RAFAEL GARCIA da Folha de S.Paulo

O astronauta brasileiro Marcos Cesar Pontes disse ter achado "estranho" o comportamento de Lisa Nowak. Ela e Bill Oefelein foram colegas de Pontes no curso de formação de astronautas do Centro Johnson, da Nasa. "Ela é da turma de 1996, e eu sou da turma de 1998, a mesma do Billy O. [Oefelein]", disse Pontes à Folha. Ele descreveu Nowak como "completamente normal". "É como se o comportamento não se encaixasse à pessoa que conheci."Os astronautas passam por uma triagem psicológica rigorosa na seleção, e depois por um treinamento para lidar com situações de estresse, mas não há como prever atitudes no plano afetivo. "O comportamento para vida social só é enfatizado no aspecto de trabalho em equipe, não no sentido de relacionamento amoroso", disse. "As linhas do amor fogem do normal."


Para ler mais:
Machos, fêmeas, câmeras e triângulos
Um pequeno passo no universo da mente
Astronauta tenta seqüestrar rival e acaba presa nos EUA

Triângulo amoroso abala comunidade espacial dos EUA


Minha hipótese bastante convencional é a de que as mulheres têm, supostamente, tendências a serem não-racionais, emocionais e atraídas pela magia, como essas tais "pós-feministas bruxinhas" destacam, devido à seleção bio-cultural machista. Ou seja, vejo dois fatores nisso, o ambiental e o biológico.
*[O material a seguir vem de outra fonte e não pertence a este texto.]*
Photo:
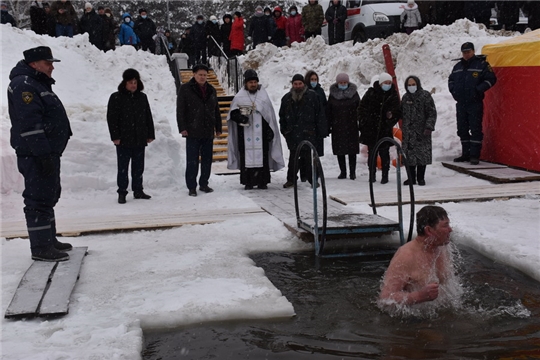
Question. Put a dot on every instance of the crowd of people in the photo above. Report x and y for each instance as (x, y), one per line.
(234, 34)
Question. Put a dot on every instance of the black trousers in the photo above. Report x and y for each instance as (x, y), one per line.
(194, 148)
(41, 193)
(124, 155)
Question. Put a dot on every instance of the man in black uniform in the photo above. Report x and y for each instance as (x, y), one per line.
(301, 117)
(39, 134)
(471, 77)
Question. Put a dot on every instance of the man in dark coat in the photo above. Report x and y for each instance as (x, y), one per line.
(92, 24)
(109, 28)
(335, 15)
(471, 77)
(197, 35)
(225, 30)
(260, 28)
(198, 117)
(301, 117)
(145, 28)
(212, 31)
(6, 17)
(312, 19)
(38, 17)
(379, 111)
(131, 126)
(66, 18)
(39, 134)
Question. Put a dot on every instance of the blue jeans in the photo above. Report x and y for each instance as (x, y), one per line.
(64, 30)
(124, 156)
(195, 148)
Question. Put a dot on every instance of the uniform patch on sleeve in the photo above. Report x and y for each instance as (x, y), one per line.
(27, 97)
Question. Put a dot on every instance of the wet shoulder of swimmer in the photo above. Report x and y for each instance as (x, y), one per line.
(419, 267)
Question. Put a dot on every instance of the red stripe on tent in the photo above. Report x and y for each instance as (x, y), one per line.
(511, 121)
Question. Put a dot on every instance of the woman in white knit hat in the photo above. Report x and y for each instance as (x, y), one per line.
(379, 111)
(342, 117)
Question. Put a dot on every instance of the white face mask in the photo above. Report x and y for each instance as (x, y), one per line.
(386, 87)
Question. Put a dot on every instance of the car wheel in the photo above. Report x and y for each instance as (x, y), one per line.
(359, 36)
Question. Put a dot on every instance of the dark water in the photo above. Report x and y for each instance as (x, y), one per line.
(337, 317)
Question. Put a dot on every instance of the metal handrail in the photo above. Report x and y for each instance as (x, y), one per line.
(316, 173)
(373, 164)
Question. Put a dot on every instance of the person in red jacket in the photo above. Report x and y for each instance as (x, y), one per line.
(237, 35)
(295, 29)
(279, 39)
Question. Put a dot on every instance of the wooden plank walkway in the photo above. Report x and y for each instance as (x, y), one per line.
(75, 227)
(46, 287)
(496, 173)
(430, 196)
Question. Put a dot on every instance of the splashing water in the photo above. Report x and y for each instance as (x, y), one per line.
(454, 296)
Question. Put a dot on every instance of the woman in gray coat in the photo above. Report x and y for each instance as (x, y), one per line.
(342, 117)
(419, 117)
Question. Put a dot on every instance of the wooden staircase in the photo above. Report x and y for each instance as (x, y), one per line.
(220, 142)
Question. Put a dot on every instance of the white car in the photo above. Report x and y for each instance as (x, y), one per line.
(368, 19)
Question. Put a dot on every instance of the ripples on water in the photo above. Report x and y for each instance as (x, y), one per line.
(488, 311)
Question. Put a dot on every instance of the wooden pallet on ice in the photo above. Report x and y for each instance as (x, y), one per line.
(46, 287)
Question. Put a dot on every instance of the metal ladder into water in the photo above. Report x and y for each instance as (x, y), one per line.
(347, 223)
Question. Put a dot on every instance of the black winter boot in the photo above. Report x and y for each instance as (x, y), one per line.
(465, 152)
(421, 174)
(352, 166)
(412, 179)
(342, 167)
(57, 244)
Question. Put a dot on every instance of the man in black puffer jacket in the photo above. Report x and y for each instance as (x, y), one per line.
(471, 77)
(39, 134)
(145, 28)
(131, 126)
(197, 114)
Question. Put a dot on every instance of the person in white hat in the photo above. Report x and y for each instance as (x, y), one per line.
(410, 17)
(379, 111)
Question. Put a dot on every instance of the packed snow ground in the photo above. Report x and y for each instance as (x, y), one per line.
(154, 279)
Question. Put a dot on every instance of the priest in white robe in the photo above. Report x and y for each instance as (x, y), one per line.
(254, 142)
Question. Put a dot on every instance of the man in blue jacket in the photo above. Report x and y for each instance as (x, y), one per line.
(471, 77)
(39, 134)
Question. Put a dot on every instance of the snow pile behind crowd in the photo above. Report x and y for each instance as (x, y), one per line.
(144, 279)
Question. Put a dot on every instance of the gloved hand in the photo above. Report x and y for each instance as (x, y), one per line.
(47, 165)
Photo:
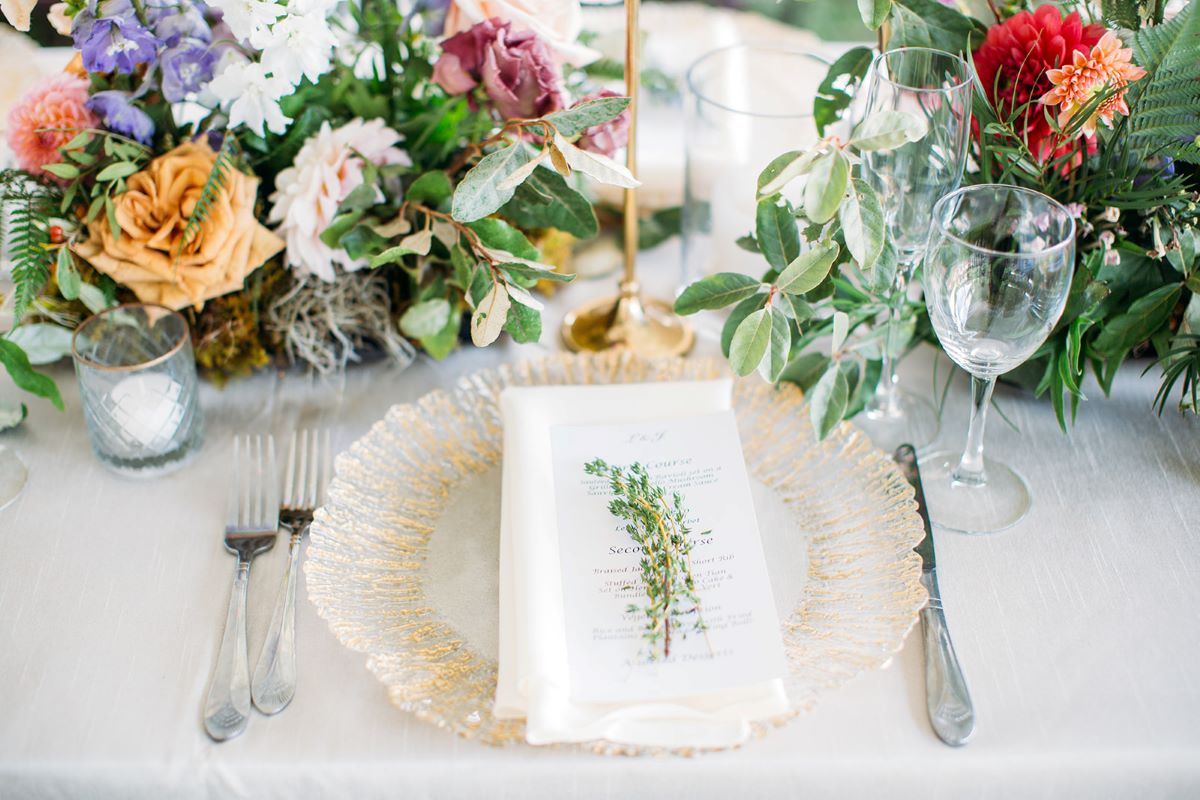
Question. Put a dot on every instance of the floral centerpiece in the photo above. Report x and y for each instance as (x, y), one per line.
(1093, 104)
(307, 180)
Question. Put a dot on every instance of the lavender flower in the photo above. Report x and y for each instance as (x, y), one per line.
(120, 115)
(186, 67)
(109, 37)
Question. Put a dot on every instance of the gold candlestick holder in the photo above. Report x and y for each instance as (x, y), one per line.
(648, 328)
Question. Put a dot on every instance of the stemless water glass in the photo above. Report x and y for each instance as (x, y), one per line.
(997, 272)
(137, 379)
(936, 88)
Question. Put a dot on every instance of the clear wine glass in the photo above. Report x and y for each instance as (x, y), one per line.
(936, 86)
(997, 272)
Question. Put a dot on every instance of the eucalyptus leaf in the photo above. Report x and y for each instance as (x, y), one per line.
(490, 316)
(809, 269)
(826, 187)
(887, 130)
(42, 342)
(779, 349)
(862, 223)
(425, 319)
(717, 292)
(828, 401)
(479, 193)
(777, 233)
(573, 121)
(780, 172)
(750, 342)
No nível socio-ambiental, isso pode ser apenas o reflexo de sua falta de poder (mulher que não chora não mama, e práticas de magia, simpatias, etc, visam a obter algo por meios outros que os da ação racional - ajuste concreto entre meios e fins). Se essa hipótese estiver correta, e se não houver nenhum fator biológico, uma futura sociedade totalmente igualitária irá eliminar esse aspecto "feminino" das mulheres: as mulheres obterão o que quiserem pela ação racional, não pela sedução, pela intriga ou pela sugestão mágica. Dispondo de status e poder igual aos homens, e meninos e meninas sendo educados de maneira idêntica, elas se tornarão psicologicamente iguais aos homens. Que pena, não é mesmo?
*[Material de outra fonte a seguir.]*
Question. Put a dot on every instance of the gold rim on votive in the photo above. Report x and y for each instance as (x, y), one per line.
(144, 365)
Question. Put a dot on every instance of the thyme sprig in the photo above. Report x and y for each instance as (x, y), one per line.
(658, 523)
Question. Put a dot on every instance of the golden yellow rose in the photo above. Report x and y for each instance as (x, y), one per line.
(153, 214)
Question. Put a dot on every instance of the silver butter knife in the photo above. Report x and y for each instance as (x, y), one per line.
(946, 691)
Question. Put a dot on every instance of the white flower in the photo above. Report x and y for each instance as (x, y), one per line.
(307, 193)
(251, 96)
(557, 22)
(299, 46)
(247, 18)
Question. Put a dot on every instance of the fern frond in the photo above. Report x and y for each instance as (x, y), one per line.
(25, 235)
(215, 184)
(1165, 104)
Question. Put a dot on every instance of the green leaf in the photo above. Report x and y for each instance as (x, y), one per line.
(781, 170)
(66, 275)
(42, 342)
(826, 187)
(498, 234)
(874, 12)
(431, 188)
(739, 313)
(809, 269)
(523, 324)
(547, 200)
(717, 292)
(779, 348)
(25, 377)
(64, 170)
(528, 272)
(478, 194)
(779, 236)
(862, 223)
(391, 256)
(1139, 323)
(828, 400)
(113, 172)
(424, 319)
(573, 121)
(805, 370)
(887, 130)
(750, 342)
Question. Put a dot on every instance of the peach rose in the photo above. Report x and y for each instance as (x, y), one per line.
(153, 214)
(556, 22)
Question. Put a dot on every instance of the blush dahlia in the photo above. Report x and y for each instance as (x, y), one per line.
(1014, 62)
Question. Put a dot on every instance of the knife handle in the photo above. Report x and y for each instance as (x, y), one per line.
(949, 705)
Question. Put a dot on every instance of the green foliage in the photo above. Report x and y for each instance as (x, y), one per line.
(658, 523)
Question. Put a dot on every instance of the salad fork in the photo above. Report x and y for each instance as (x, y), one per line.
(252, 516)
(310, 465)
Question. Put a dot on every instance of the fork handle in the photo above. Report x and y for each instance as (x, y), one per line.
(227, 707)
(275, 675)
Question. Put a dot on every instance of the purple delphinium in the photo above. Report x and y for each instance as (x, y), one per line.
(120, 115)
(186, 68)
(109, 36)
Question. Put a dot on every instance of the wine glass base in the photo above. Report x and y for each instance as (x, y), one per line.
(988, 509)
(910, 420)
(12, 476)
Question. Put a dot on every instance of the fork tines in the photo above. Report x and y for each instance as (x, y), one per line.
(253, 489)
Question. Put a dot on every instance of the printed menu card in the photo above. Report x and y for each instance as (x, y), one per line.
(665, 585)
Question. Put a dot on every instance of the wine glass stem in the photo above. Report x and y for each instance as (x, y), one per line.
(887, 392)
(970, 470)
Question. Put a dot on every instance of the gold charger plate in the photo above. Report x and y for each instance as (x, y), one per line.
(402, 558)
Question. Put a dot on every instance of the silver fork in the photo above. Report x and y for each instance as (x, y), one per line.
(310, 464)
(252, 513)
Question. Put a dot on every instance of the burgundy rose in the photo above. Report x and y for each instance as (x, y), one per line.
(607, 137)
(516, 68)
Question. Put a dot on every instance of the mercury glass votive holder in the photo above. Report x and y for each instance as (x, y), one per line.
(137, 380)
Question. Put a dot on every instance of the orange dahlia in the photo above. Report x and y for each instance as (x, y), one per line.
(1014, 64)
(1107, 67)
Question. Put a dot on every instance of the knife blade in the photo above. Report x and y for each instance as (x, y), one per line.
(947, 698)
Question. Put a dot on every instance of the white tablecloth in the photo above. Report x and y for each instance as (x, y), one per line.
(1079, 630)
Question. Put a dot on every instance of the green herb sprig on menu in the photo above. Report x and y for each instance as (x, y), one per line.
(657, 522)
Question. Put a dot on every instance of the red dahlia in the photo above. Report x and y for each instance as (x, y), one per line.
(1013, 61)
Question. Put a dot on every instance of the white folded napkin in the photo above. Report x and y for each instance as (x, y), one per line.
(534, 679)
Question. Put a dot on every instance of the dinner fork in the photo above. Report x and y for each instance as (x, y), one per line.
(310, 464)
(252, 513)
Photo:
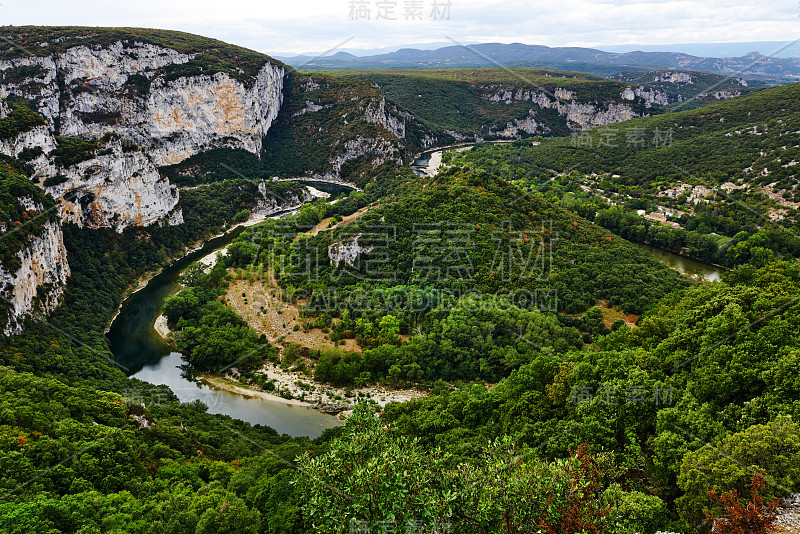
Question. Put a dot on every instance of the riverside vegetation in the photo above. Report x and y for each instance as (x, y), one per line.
(488, 286)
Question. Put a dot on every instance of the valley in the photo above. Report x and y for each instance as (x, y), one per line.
(242, 297)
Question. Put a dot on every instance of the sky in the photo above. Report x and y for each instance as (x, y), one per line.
(297, 26)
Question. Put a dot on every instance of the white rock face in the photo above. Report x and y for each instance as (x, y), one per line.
(44, 265)
(378, 113)
(88, 91)
(528, 125)
(580, 116)
(347, 252)
(269, 204)
(381, 150)
(116, 191)
(193, 114)
(674, 77)
(650, 97)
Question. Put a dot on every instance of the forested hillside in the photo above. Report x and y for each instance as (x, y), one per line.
(717, 184)
(498, 103)
(564, 380)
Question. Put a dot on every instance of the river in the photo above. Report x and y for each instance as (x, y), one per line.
(684, 265)
(137, 347)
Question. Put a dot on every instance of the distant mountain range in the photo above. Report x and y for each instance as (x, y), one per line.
(753, 65)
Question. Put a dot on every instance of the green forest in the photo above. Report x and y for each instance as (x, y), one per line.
(565, 380)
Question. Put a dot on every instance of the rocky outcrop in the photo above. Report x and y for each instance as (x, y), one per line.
(116, 190)
(674, 77)
(36, 287)
(130, 89)
(528, 125)
(650, 96)
(347, 252)
(394, 122)
(380, 151)
(579, 115)
(269, 204)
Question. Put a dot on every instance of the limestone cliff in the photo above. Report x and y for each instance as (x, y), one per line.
(151, 97)
(33, 281)
(580, 115)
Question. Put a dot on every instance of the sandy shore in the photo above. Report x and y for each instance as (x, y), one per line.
(228, 385)
(317, 395)
(326, 395)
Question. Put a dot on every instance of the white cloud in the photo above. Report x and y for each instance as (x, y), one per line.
(280, 27)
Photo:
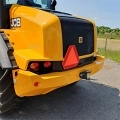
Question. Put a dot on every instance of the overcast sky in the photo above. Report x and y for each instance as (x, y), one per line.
(103, 12)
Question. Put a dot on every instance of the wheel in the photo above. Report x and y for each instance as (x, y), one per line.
(8, 98)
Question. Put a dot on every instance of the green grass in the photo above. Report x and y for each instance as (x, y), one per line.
(116, 37)
(113, 55)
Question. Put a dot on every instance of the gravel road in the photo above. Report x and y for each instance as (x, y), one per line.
(97, 99)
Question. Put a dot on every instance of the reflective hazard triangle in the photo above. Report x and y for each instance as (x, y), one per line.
(71, 58)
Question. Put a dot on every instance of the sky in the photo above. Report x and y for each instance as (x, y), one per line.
(102, 12)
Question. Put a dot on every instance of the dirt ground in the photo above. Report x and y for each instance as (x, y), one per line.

Mas é possível que a longa história de divisão de papéis sociais entre homens e mulheres tenha afetado a carga genética de nossas amigas, via coevolução genes-cultura. Ou seja, até recentemente, as mulheres mais racionais, fortes e independentes eram massacradas, não deixaram descendência. Se traços de sua personalidade estão ligados a genética (e, apesar do Marcelo Leite, sabemos que traços de humor e personalidade são herdáveis), então tais tendências podem ter sido selecionadas (ou melhor, as tendências contrárias terem sido eliminadas).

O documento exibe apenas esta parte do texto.